Abstract:The shuffle model of differential privacy (DP) has recently emerged as a powerful one for decentralized computation without fully trustable parties. Since it anonymizes and permutes messages from clients through a shuffler, the privacy can be amplified and utility can be improved. However, the shuffling procedure in turn restricts its applications only to statistical tasks that are permutation-invariant. This work explores the feasibility of shuffle privacy amplification for prevalent non-statistical computations: spatial crowdsourcing, combinatorial optimization, location-based social systems, and federated learning with incentives, which suffer either computationally intractability or intolerable utility loss in existing approaches (e.g., secure MPC and local DP). We proposes a new paradigm of shuffle model that can provide critical security functionalities like message authorization and result access control, meanwhile maintaining the most of privacy amplification effects.

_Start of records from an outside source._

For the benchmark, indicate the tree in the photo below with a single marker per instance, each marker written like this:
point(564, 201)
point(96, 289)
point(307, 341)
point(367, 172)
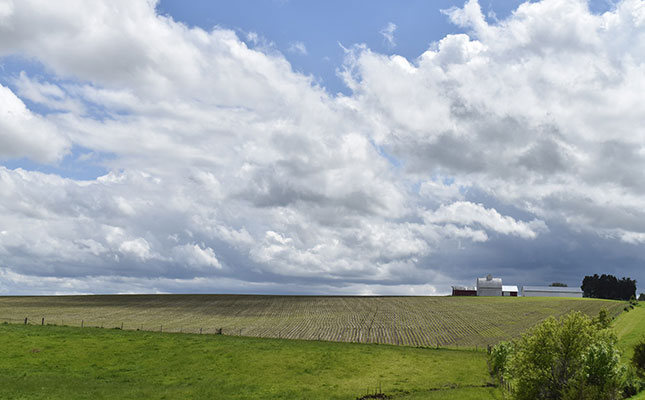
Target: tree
point(570, 358)
point(638, 359)
point(608, 287)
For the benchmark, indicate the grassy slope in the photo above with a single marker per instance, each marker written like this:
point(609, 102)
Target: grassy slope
point(62, 362)
point(414, 321)
point(630, 328)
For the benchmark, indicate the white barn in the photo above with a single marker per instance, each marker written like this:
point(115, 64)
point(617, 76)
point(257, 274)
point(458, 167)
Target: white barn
point(550, 291)
point(510, 290)
point(489, 286)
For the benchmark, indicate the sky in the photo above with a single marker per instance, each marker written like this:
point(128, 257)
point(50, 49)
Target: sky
point(296, 147)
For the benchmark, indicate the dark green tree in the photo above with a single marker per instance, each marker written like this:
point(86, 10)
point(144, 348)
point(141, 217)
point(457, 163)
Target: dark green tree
point(638, 359)
point(570, 358)
point(608, 287)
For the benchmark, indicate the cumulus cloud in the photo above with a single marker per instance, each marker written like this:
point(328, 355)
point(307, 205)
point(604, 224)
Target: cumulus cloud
point(25, 134)
point(230, 168)
point(298, 48)
point(388, 34)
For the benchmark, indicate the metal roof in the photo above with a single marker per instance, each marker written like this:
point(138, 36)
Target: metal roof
point(489, 283)
point(552, 289)
point(458, 287)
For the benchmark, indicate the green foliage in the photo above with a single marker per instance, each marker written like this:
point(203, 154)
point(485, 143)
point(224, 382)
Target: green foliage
point(409, 321)
point(638, 359)
point(49, 362)
point(498, 359)
point(602, 320)
point(608, 287)
point(570, 358)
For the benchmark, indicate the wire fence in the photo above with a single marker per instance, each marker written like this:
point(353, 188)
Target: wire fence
point(364, 336)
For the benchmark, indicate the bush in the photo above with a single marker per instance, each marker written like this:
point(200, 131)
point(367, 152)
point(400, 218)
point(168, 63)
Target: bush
point(498, 359)
point(638, 359)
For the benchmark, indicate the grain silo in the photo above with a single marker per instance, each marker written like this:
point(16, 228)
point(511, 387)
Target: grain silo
point(489, 286)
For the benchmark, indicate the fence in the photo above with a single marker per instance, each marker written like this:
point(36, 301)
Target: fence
point(350, 335)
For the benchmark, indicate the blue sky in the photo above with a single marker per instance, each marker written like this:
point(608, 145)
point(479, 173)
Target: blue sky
point(343, 147)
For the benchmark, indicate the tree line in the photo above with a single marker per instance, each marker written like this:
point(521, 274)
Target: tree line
point(608, 287)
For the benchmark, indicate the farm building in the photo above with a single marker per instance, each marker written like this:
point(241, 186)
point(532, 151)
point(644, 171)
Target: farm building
point(509, 290)
point(489, 286)
point(550, 291)
point(464, 291)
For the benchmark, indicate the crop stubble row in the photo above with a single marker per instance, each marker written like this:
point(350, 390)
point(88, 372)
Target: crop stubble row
point(410, 321)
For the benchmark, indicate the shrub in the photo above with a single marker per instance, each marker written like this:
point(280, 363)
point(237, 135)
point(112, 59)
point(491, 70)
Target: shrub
point(498, 359)
point(570, 358)
point(638, 359)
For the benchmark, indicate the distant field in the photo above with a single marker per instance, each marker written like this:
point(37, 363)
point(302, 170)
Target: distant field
point(409, 321)
point(53, 362)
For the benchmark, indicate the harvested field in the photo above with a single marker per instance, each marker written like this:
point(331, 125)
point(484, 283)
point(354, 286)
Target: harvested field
point(407, 321)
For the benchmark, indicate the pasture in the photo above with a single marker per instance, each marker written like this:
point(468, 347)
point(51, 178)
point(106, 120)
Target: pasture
point(52, 362)
point(408, 321)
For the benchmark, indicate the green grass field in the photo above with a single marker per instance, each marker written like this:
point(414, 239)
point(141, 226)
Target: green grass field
point(57, 362)
point(630, 328)
point(410, 321)
point(50, 362)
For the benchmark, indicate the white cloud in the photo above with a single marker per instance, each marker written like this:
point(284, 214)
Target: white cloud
point(388, 34)
point(467, 213)
point(230, 167)
point(298, 48)
point(25, 134)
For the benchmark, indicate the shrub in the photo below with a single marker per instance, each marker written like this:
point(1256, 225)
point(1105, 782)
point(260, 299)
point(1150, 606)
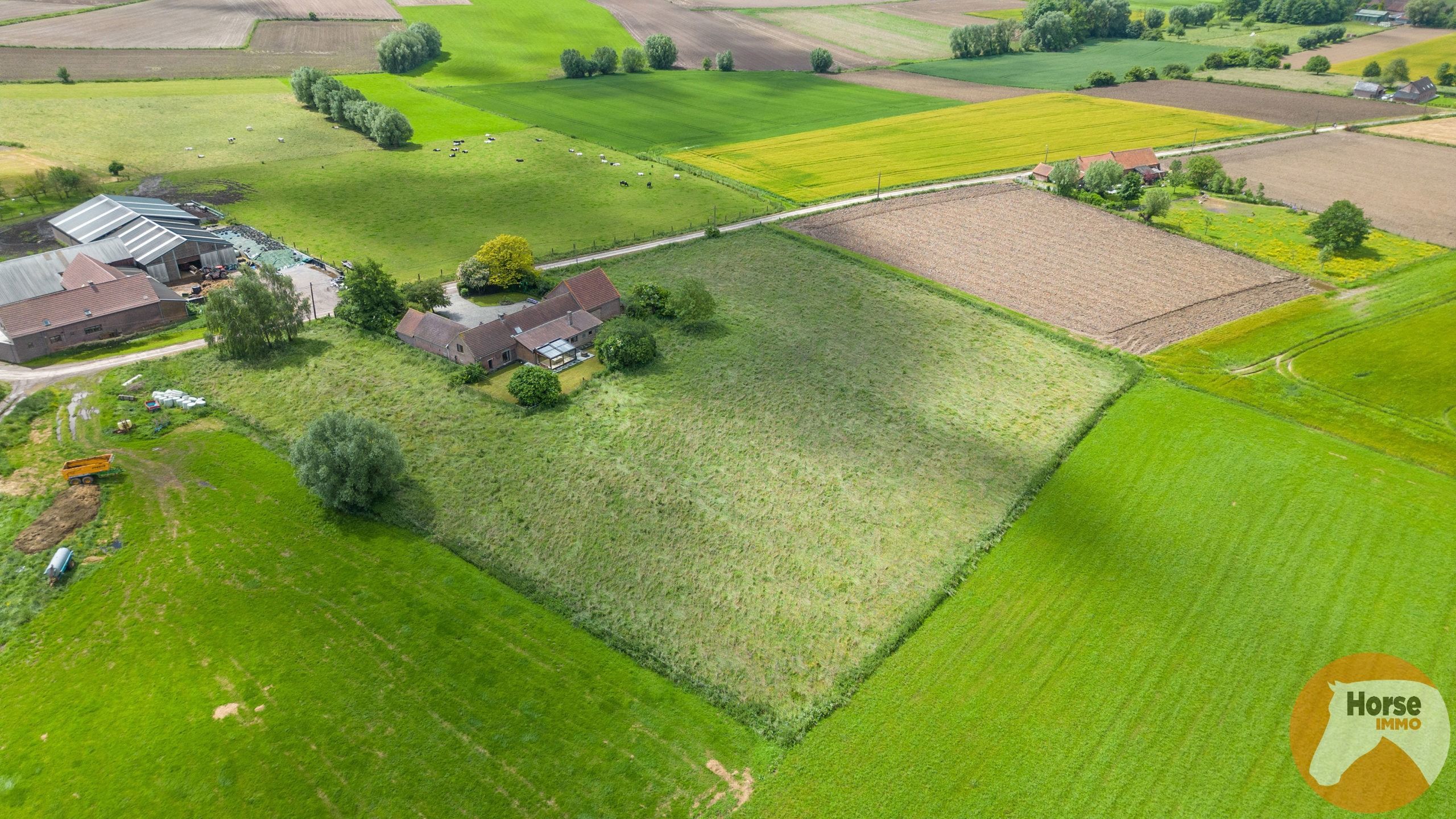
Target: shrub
point(536, 387)
point(625, 343)
point(349, 462)
point(661, 51)
point(632, 60)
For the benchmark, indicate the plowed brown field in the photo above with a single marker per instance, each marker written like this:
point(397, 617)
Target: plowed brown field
point(1060, 261)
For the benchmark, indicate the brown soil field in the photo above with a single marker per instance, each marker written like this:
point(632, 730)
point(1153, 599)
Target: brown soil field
point(1430, 130)
point(1270, 105)
point(1408, 191)
point(932, 86)
point(1369, 44)
point(181, 24)
point(277, 48)
point(1117, 282)
point(756, 44)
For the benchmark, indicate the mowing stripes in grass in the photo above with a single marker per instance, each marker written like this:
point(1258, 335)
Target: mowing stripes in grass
point(958, 142)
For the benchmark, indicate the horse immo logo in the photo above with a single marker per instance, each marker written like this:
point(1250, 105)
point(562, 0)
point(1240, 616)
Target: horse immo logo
point(1369, 732)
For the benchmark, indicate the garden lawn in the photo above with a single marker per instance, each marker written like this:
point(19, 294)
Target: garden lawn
point(420, 212)
point(1374, 365)
point(147, 126)
point(1193, 556)
point(666, 111)
point(958, 142)
point(1421, 57)
point(250, 655)
point(1062, 71)
point(1277, 237)
point(760, 514)
point(435, 117)
point(511, 42)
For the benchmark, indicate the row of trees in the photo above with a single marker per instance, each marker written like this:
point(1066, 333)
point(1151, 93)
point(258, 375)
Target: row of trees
point(349, 107)
point(407, 50)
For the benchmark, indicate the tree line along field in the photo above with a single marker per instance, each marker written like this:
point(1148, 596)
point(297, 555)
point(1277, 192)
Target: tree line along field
point(1062, 71)
point(1371, 365)
point(264, 657)
point(683, 512)
point(682, 110)
point(1187, 548)
point(958, 142)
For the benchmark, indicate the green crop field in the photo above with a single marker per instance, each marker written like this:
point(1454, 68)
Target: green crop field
point(1421, 57)
point(1277, 235)
point(1372, 365)
point(1062, 71)
point(958, 142)
point(511, 42)
point(435, 117)
point(666, 111)
point(1135, 643)
point(762, 512)
point(246, 653)
point(420, 212)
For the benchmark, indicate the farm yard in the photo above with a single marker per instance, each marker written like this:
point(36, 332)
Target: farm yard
point(1371, 365)
point(1405, 193)
point(680, 110)
point(958, 142)
point(1062, 263)
point(1079, 667)
point(704, 478)
point(1270, 105)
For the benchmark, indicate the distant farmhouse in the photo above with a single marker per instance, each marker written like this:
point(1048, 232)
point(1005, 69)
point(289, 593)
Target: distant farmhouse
point(1145, 161)
point(64, 297)
point(551, 333)
point(164, 239)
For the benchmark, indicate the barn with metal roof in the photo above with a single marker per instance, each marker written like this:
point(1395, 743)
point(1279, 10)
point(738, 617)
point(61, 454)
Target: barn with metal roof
point(169, 242)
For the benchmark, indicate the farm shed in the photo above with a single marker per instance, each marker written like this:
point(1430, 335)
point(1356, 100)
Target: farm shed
point(94, 302)
point(1418, 91)
point(165, 239)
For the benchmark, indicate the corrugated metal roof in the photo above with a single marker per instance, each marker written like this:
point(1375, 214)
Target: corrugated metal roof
point(28, 278)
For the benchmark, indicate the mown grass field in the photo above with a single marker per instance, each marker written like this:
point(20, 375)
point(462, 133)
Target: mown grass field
point(1277, 237)
point(508, 42)
point(1135, 644)
point(420, 212)
point(1374, 365)
point(762, 512)
point(958, 142)
point(666, 111)
point(1421, 57)
point(1062, 71)
point(362, 671)
point(147, 126)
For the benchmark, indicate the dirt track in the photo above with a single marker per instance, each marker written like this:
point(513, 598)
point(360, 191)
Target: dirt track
point(1056, 260)
point(756, 46)
point(277, 48)
point(1270, 105)
point(932, 86)
point(1407, 191)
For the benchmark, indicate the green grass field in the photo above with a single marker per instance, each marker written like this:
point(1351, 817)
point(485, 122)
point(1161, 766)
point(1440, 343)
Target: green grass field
point(1062, 71)
point(1421, 57)
point(1277, 237)
point(147, 126)
point(1135, 644)
point(508, 42)
point(373, 672)
point(958, 142)
point(682, 512)
point(420, 213)
point(666, 111)
point(1372, 365)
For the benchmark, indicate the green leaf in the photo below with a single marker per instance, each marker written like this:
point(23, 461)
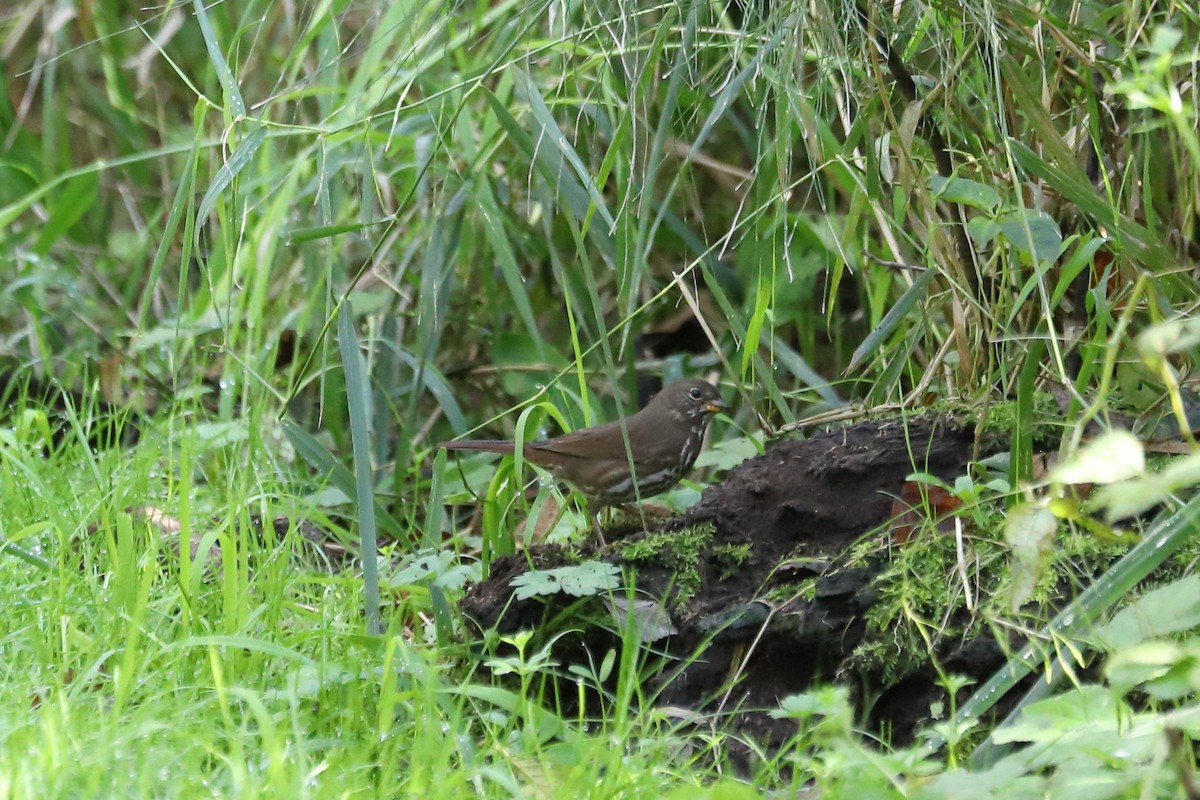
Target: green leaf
point(1033, 233)
point(1111, 457)
point(1029, 530)
point(967, 192)
point(580, 581)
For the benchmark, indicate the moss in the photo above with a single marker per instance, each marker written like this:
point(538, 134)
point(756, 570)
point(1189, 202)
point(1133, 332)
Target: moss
point(678, 551)
point(730, 557)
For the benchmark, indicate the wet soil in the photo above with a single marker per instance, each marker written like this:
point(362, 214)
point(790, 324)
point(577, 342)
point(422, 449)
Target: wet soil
point(787, 611)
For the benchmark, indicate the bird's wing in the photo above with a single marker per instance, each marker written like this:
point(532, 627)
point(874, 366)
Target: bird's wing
point(589, 443)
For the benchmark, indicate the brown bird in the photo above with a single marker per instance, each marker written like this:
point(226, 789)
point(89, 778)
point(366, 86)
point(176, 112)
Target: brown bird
point(664, 440)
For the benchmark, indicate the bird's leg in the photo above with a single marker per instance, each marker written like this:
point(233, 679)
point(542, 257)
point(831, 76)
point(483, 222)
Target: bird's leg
point(595, 523)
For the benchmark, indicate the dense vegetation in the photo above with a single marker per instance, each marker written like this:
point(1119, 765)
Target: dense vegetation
point(510, 211)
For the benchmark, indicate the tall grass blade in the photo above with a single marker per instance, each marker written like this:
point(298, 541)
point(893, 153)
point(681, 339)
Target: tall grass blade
point(358, 395)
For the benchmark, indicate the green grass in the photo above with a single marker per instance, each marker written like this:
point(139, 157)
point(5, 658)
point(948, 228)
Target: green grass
point(511, 196)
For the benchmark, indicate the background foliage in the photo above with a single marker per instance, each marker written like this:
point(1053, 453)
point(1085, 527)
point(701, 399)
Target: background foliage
point(861, 205)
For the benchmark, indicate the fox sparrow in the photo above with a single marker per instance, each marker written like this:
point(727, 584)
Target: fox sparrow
point(663, 441)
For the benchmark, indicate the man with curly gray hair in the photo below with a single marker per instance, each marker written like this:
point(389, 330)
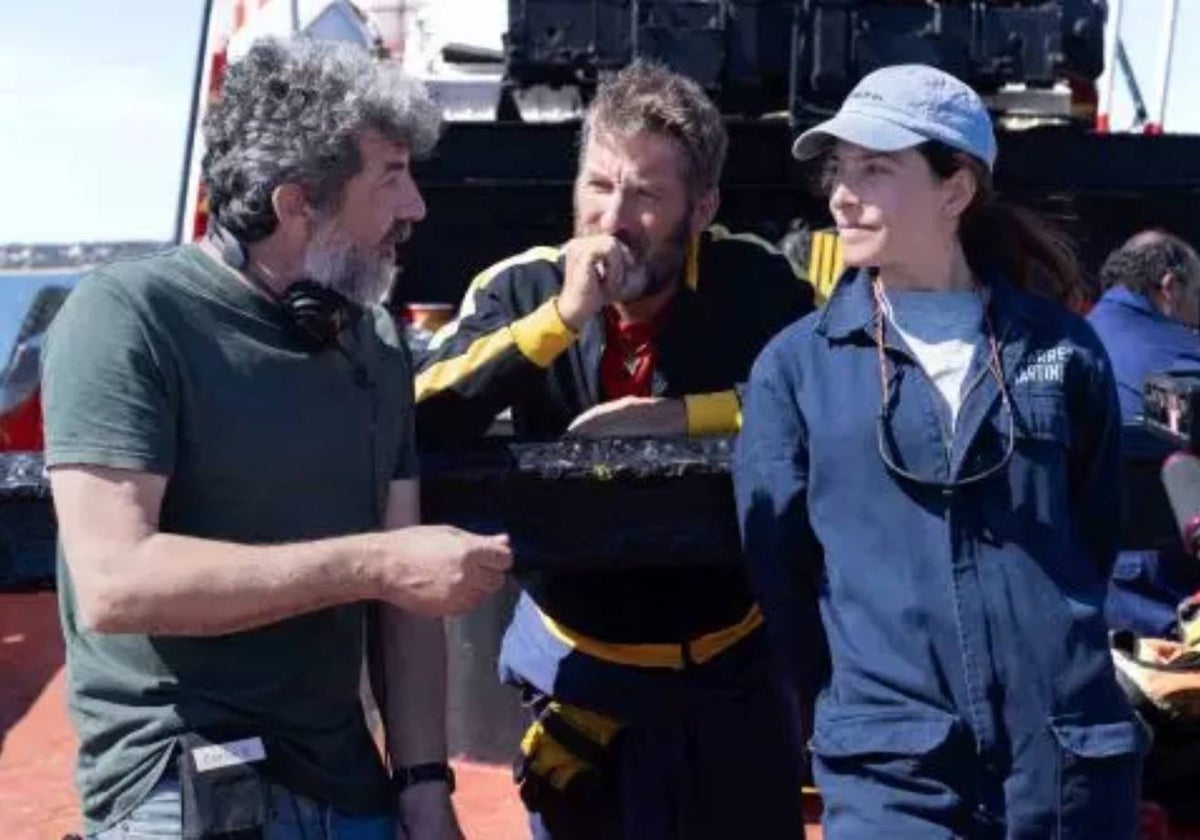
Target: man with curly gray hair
point(229, 439)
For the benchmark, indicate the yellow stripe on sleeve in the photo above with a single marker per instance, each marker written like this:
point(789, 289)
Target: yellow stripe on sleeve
point(543, 334)
point(444, 375)
point(718, 413)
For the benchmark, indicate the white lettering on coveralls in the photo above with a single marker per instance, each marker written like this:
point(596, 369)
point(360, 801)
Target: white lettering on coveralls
point(1045, 366)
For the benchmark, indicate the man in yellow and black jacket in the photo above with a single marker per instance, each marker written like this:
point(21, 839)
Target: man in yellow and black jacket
point(653, 712)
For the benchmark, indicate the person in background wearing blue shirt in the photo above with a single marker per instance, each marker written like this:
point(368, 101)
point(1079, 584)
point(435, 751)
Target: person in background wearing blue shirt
point(1147, 316)
point(1146, 322)
point(927, 483)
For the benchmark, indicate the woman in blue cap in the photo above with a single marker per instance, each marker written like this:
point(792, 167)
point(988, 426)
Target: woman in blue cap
point(927, 480)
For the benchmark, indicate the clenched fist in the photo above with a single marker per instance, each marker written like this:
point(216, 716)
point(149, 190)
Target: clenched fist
point(598, 270)
point(438, 570)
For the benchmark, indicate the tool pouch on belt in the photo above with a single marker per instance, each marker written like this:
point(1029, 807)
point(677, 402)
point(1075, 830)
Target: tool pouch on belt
point(564, 749)
point(222, 787)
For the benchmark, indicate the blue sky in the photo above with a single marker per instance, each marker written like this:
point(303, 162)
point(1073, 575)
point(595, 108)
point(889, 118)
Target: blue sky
point(94, 99)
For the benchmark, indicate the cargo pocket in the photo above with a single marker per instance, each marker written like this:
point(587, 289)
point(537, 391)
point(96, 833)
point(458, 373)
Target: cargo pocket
point(895, 741)
point(1099, 778)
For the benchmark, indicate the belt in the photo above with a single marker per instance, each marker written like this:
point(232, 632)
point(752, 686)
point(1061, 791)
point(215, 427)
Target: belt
point(658, 655)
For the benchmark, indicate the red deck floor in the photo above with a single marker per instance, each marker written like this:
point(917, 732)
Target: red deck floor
point(37, 799)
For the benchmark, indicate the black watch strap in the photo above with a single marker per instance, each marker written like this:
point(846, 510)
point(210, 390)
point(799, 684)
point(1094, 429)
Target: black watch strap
point(403, 778)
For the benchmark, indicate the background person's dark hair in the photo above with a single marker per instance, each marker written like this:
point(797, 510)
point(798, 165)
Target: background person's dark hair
point(1144, 259)
point(291, 112)
point(1026, 249)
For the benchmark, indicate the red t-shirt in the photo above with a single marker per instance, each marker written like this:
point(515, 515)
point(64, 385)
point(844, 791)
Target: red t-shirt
point(627, 367)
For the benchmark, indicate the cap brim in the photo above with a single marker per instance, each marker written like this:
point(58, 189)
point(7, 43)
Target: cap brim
point(869, 132)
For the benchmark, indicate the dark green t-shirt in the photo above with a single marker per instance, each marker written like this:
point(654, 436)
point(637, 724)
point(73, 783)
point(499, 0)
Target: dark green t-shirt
point(171, 365)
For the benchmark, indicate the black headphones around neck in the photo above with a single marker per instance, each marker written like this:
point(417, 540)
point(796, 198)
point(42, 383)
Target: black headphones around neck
point(317, 313)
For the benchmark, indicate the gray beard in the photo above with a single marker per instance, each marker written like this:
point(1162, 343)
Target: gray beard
point(354, 274)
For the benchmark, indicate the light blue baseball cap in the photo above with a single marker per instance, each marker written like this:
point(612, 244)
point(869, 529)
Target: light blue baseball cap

It incurs almost the same computation/communication costs as the non-private setting, and permits the server to run arbitrary algorithms on (noisy) client information in plaintext. Our novel technique is introducing statistically random identity into DP and force identical random distribution on all clients, so as to support secure functionalities even after message shuffling and to maintain privacy amplification simultaneously. Given that existing DP randomizers fails in the new shuffle model, we also propose a new mechanism and prove its optimality therein. Experimental results on spatial crowdsourcing, location-based social system, and federated learning with incentives, show that our paradigm and mechanism is fast as non-private settings, while reducing up to 90% error and increasing utility performance indicates by 100%-300% relatively, and can be practical under reasonable privacy budget.